A “historic partnership announcement” involving the premiers of N.L. and Q.C.? One that would also include each province’s respective energy ministers? And the president and CEO of Newfoundland and Labrador Hydro, a person who had, since May 2022, been investigating ways and means of maximizing long-term benefits for N.L. from its Churchill Falls assets? What else could it be but an amicable resolution—the political heavyweights a clear indication of pending goodwill—to decades of dispute over a lopsided Churchill Falls contract?
There are countless accounts of how the Churchill Falls hydroelectric generating station came into existence. The much-abbreviated version is that the project was initially a partnership between private sector interests in N.L. and Q.C., until electricity production became a provincial concern and the provinces—through Newfoundland and Labrador Hydro (NLH) and Hydro-Québec (HQ)—took over. Though N.L. was the majority owner, it ran short on financing during the early stages of construction; Québec, via HQ, stepped up with the required investment, savvily negotiating favorable concessions in return.

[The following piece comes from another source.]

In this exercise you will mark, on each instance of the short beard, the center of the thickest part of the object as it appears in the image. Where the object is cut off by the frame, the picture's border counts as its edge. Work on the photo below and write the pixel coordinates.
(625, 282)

Between 1969 and 2024, HQ (i.e. the Province of Québec) had access to roughly 90 per cent of the power produced, at fixed rates that failed to escalate in line with evolving market rates—power they then resold at a significant profit. Over a 55-year period, HQ earned $28 billion on Churchill Falls’ power, compared to NLH’s $2 billion. The bottom line, for generations of Newfoundlanders and Labradorians, was that Churchill Falls was synonymous with “raw deal”. And it wasn’t due to expire until 2041.